Don’t tell the PMO they helped him
When Liberal MP Glen Pearson gave his children a choice of summer holiday—either Disney World in Florida or to the home of former prime minister Paul Martin, an hour outside Montreal in the Eastern Townships—the kids said, “Paul Martin’s.” (In the end he took them to both places.) Paul Martin has a pond with a trampoline that the kids love jumping on. His property also has a golf course and the kids like riding on the golf carts. Pearson is not a golfer but his wife, Jane Roy, is. Summer trips to Martin’s home are becoming a Pearson family tradition. Martin is the one who convinced Pearson to enter politics and, jokes the Ontario MP, “I have cursed him ever since.”
Pearson just finished writing a book on how to overhaul the Canadian International Development Agency (CIDA). In fact, he’s written more than 50 books. None has been published. The book on CIDA is called For All the Right Reasons. He says only one person has taken a jab at him for putting the word “right” in the title. The book talks about, among other things, focusing relief efforts back onto Africa, getting university students involved in CIDA, and fostering more concern about the environment when it comes to overseas projects. The book is based in part on discussions Pearson has had with both Martin and former British PM Tony Blair. Pearson gave drafts of the book to colleagues in all parties for input: Nicole Demers and Johanne Deschamps of the Bloc, Paul Dewar and John Rafferty of the NDP. Pearson says he can’t name the Conservative MPs who helped because they could get in trouble with the PMO. The MP notes that if the Liberals win the next election, it would likely be a minority government and he feels it’s best to work with all parties now.
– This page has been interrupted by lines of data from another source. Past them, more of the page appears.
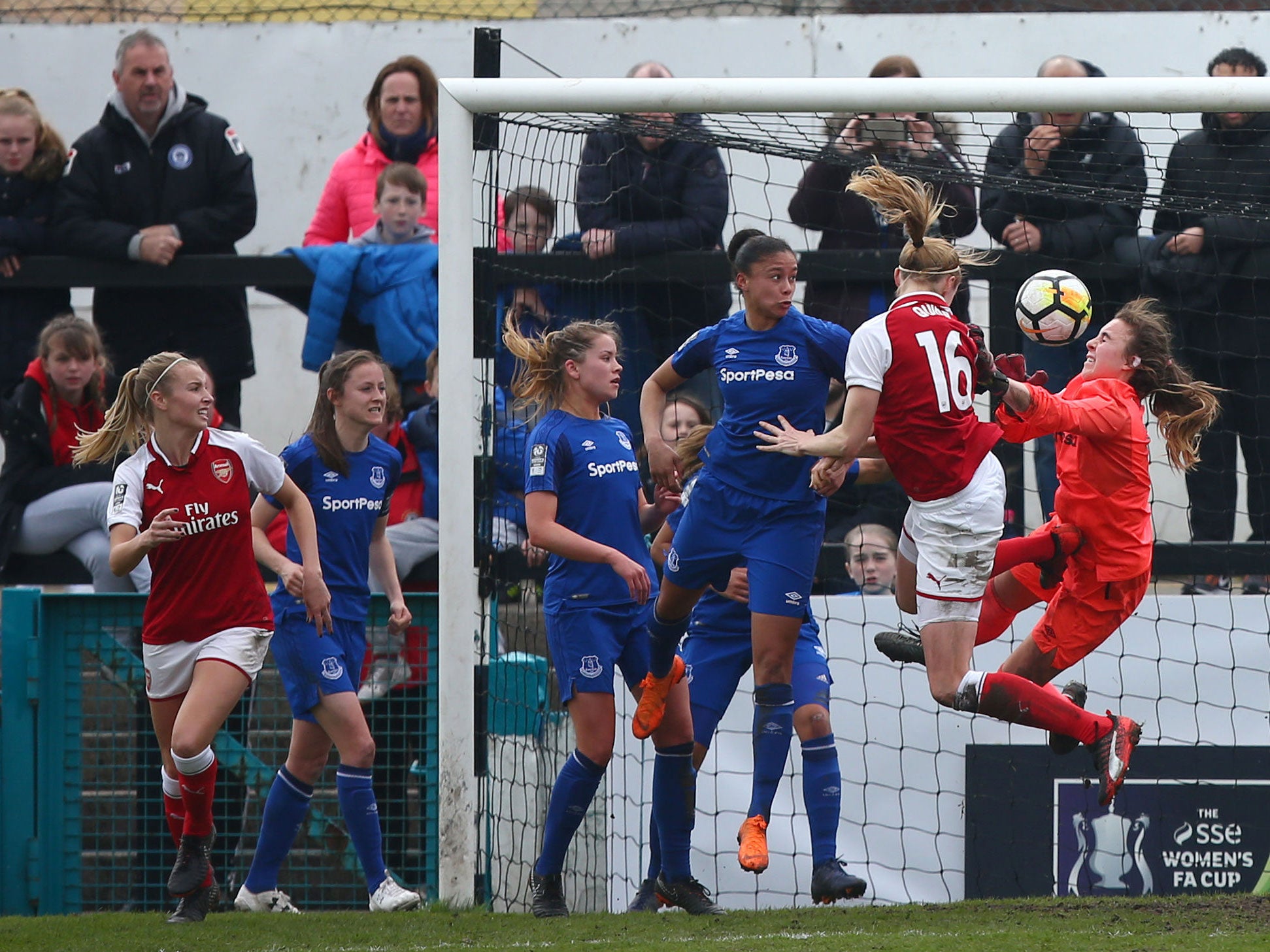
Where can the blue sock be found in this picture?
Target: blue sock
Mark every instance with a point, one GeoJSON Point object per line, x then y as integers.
{"type": "Point", "coordinates": [822, 796]}
{"type": "Point", "coordinates": [663, 640]}
{"type": "Point", "coordinates": [362, 819]}
{"type": "Point", "coordinates": [774, 727]}
{"type": "Point", "coordinates": [571, 796]}
{"type": "Point", "coordinates": [285, 812]}
{"type": "Point", "coordinates": [654, 851]}
{"type": "Point", "coordinates": [675, 808]}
Margaret Atwood and Elizabeth May
Green Leader Elizabeth May was pleased that delegates at her party’s convention in Toronto this month decided to keep her as leader and move to having leadership reviews following elections, as opposed to fixed terms for leaders. This puts the Green party in line with the other national political parties. One of the highlights of May’s time in Toronto was a fundraiser with Graeme Gibson and Margaret Atwood. May says Atwood is not an “out” Green party supporter but “she is a supporter of me getting elected.” May’s daughter, Victoria Kate, picked out her outfits for the convention. May’s “stylist/friend” Shelagh M’Gonigle has been helping May pack up her Ottawa house, which was sold and finally closes on Sept. 15. The Green leader now has a one-bedroom apartment in Ottawa and has been desperately trying to downsize her book collection by donating to charity sales. In June, she also sold her house in New Glasgow, N.S., located in the riding of Defence Minister Peter MacKay, whom she tried to beat in the last election. She has a house in the Saanich-Gulf Islands riding in B.C., where she is running against Gary Lunn, minister of state for sport. While she was in Cape Breton this summer she hiked with her daughter and her daughter’s boyfriend through Cape Breton Highlands National Park. Because they were on a trail where a coyote had attacked a girl, May says they made lots of noise so the animals knew they were there. Still, that didn’t stop a moose from blocking their path.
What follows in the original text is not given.